Xiao Liulang wurde gleich nach seiner Ankunft in der Stadt von einem Kommilitonen in die Medizinische Fakultät gezogen. Vor der Medizinischen Halle hatte sich bereits eine lange Schlange wartender Menschen gebildet, die alle darauf hofften, vom Wunderarzt behandelt zu werden.
Beide standen am Ende der Schlange. Der Kommilitone reckte sich auf die Zehenspitzen und blickte sich um: "Es ist noch nicht zu spät, wir sollten es noch schaffen."
"Ich gebe dir später das Fahrgeld", sagte Xiao Liulang.

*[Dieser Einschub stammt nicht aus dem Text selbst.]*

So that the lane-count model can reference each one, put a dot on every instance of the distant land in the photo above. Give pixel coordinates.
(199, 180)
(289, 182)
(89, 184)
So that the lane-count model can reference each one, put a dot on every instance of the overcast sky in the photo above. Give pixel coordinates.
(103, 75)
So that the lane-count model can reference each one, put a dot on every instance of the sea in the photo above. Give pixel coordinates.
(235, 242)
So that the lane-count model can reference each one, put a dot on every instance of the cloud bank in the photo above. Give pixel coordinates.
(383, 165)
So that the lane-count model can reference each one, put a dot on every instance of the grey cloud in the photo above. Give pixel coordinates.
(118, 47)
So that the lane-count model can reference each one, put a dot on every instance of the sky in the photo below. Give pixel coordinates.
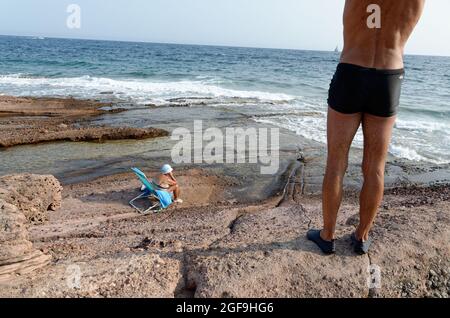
(290, 24)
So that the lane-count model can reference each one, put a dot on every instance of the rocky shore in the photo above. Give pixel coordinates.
(238, 233)
(220, 247)
(37, 120)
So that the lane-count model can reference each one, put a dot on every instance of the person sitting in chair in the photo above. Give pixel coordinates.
(167, 182)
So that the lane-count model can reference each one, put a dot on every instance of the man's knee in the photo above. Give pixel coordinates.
(373, 172)
(337, 167)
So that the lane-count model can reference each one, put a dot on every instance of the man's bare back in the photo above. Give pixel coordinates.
(382, 47)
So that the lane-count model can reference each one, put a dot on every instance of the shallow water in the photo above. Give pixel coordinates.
(286, 88)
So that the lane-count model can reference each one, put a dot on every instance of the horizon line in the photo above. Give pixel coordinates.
(194, 44)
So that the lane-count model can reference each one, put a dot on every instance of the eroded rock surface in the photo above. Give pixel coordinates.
(24, 199)
(34, 195)
(102, 248)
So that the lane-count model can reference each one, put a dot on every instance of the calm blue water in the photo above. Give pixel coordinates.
(283, 87)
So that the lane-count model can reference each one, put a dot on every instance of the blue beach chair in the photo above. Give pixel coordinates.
(163, 198)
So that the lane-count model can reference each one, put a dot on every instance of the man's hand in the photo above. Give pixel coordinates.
(172, 177)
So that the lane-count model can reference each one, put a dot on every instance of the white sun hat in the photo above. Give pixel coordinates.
(166, 169)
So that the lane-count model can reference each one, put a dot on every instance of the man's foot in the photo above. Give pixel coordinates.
(359, 246)
(328, 247)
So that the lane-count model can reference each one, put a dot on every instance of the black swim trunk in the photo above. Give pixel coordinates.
(357, 89)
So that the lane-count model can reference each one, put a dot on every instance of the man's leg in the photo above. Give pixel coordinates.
(377, 137)
(341, 130)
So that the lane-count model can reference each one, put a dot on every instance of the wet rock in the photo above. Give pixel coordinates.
(17, 256)
(33, 195)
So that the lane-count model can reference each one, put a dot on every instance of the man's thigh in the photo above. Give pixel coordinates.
(341, 130)
(377, 137)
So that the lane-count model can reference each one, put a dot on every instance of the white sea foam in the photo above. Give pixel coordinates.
(413, 139)
(140, 91)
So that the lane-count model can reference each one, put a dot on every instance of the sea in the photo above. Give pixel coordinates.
(285, 88)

Der Kommilitone klopfte auf seine Brust: "Wir sind Klassenkameraden und Ortsansässige, warum so förmlich sein? Übrigens, bist du hungrig?"
Er war in Eile losgezogen und hatte noch nichts gegessen, und Xiao Liulang hatte noch weniger gegessen. Aus seinem weiten Ärmel zog er ein sauberes Päckchen hervor, in dem drei prächtige Maisbrote lagen.

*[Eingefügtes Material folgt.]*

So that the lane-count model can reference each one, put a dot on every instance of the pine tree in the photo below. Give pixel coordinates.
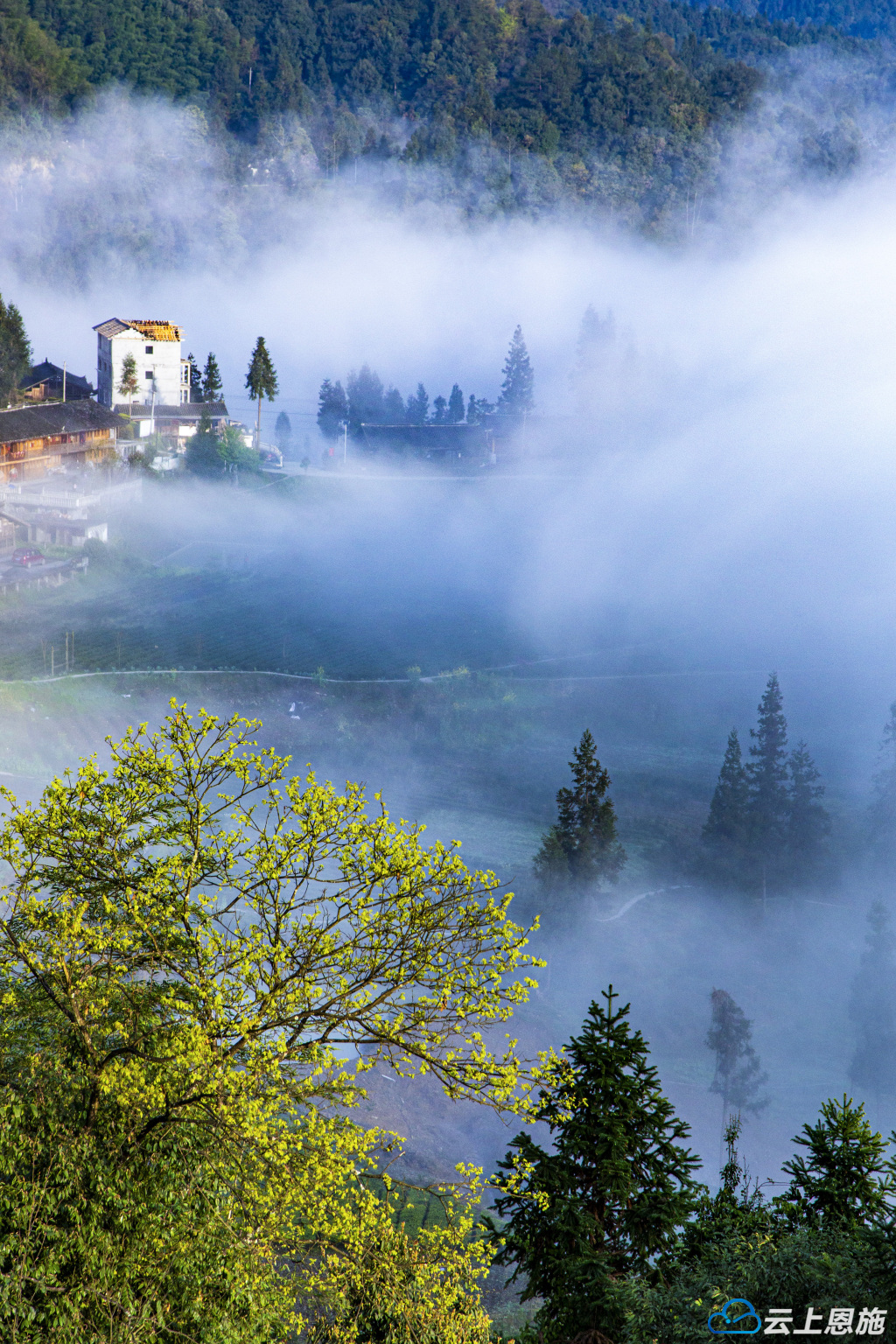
(479, 409)
(284, 433)
(213, 385)
(128, 383)
(872, 1010)
(612, 1195)
(724, 834)
(15, 351)
(582, 847)
(393, 408)
(768, 807)
(519, 379)
(838, 1181)
(332, 409)
(738, 1077)
(881, 814)
(418, 406)
(364, 393)
(203, 454)
(597, 338)
(439, 411)
(195, 379)
(261, 381)
(808, 822)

"Von wo hast du diese Broten?", fragte Xiao Liulang, denn sie kamen ihm seltsam bekannt vor.
Der Kommilitone sagte: "Ich habe sie aus deinem Ofen genommen. Sie waren gerade frisch gedämpft, als ich hinkam!"
Xiao Liulang runzelte die Stirn: "Wie viele hast du gelassen?"
Der Kommilitone entgegnete neugierig: "Waren es nicht insgesamt nur drei? Erinnerst du dich nicht an die Brote, die du selbst gemacht hast?"
Xiao Liulang schwieg.
Nach einer Weile fragte er: "Warum hast du ihr keinen davon gelassen?"
Der Kommilitone war erstaunt: "Meinst du diese bösartige Frau? Warum sollte man ihr etwas lassen? Hat sie dir nicht schon genug Schaden zugefügt? Außerdem isst sie ohnehin nicht, was du zubereitest!"
Der Kommilitone biss in ein Maisbrot und seine Augen weiteten sich schlagartig: "Bruder Xiao, wie kommt es, dass die von dir heute zubereiteten Maisbrote so gut schmecken?"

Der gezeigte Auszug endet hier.